The audit routine, or alternatively a separate auditing application, may include a device identifier routine that collects information regarding computing device by checking a number of parameters which, collectively, are expected to uniquely identify computing device. The description below presumes that the software includes a routine which generates the device identifier. The parameters checked may include, for example, hard disk volume name, user name, device name, user password, hard disk initialization date, etc. The collected information includes information that identifies the hardware on which the software is used, such as, for example, CPU number, or unique parameters associated with the firmware in use. The system information may further include system configuration information, such as amount of memory, type of processor, software or operating system serial number, etc. The parameters checked may also include, alternatively or in addition, virtual machine specifications. Examples of virtual machine specifications include, but are not limited to, information relating to virtual processors, virtual BIOS, virtual memory, virtual graphics, virtual IDE drives, virtual SCSI devices, virtual PCI slots, virtual floppy drives, virtual serial (COM) ports, virtual parallel (LPT) ports, virtual keyboard, virtual mouse and drawing tablets, virtual Ethernet card, virtual networking, virtual sound adapter, etc.

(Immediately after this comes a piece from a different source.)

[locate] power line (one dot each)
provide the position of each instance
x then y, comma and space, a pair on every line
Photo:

Based on the collected information, the routine generates a device identifier that uniquely identifies the user's computer. The device identifier may be stored in a hidden directory of the device, and/or it may be generated each time a user event occurs, or at any other desired time. The device identifier, by virtue of the software being used on the computing device or otherwise having access to the computing device's hardware and file system, is generated by a process which operates on data indicative of the computing device's configuration and hardware.

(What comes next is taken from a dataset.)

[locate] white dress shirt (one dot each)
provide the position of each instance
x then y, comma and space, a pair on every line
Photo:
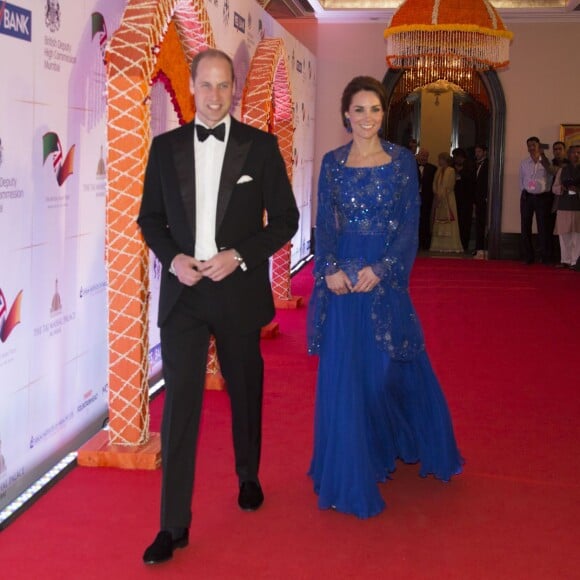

The device identifier may be generated using a combination of user-configurable and non-user-configurable machine parameters as input to a process that results in the device identifier, which may be expressed in digital data as a binary number. Each machine parameter is data determined by a hardware component, software component, or data component specific to the device that the unique identifier pertains to. Machine parameters may be selected based on the target device system configuration such that the resulting device identifier has a very high probability (e.g., greater than 99.999%) of being unique to the target device. In addition, the machine parameters may be selected such that the device identifier includes at least a stable unique portion up to and including the entire identifier, that has a very high probability of remaining unchanged during normal operation of the target device. Thus, the resulting device identifier should be highly specific, unique, reproducible and stable as a result of properly selecting the machine parameters.

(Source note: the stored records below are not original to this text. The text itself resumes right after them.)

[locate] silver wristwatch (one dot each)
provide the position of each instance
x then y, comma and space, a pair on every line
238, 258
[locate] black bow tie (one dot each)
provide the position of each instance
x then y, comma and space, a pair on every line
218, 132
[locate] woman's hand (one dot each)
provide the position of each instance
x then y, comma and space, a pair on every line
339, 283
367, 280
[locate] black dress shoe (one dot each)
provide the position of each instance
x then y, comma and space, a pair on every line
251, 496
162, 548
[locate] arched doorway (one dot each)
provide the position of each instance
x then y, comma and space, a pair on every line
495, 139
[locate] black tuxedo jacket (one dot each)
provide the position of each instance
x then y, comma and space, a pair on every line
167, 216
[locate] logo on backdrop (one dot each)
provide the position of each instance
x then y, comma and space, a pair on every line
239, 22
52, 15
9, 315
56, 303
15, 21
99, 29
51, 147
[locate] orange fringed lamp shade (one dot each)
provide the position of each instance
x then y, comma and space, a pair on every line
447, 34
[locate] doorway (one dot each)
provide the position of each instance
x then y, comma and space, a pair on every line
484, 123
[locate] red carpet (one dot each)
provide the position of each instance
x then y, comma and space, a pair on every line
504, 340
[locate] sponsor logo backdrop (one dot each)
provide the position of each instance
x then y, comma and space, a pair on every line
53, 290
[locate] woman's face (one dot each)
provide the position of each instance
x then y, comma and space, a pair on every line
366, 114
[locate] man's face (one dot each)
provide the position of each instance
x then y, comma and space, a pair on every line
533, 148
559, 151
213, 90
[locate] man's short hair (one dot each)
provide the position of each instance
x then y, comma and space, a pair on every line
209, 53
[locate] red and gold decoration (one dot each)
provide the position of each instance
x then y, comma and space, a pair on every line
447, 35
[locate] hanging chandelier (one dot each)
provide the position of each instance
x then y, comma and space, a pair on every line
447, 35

The software routine that generates the device identifier may also operate on the collected parameters with one or more algorithms to generate the device identifier. This process may include at least one irreversible transformation, such as, for example, a cryptographic hash function, such that the input machine parameters cannot be derived from the resulting device identifier. Each device identifier, to a very high degree of certainty, cannot be generated except by the suitably configured device identifier routine operating or otherwise having had access to the same computing device for which the device identifier was first generated. Conversely, each identifier, again to a very high degree of certainty, can be successfully reproduced by the suitably configured device identifier routine operating or otherwise having access to the same computing device on which the identifier was first generated.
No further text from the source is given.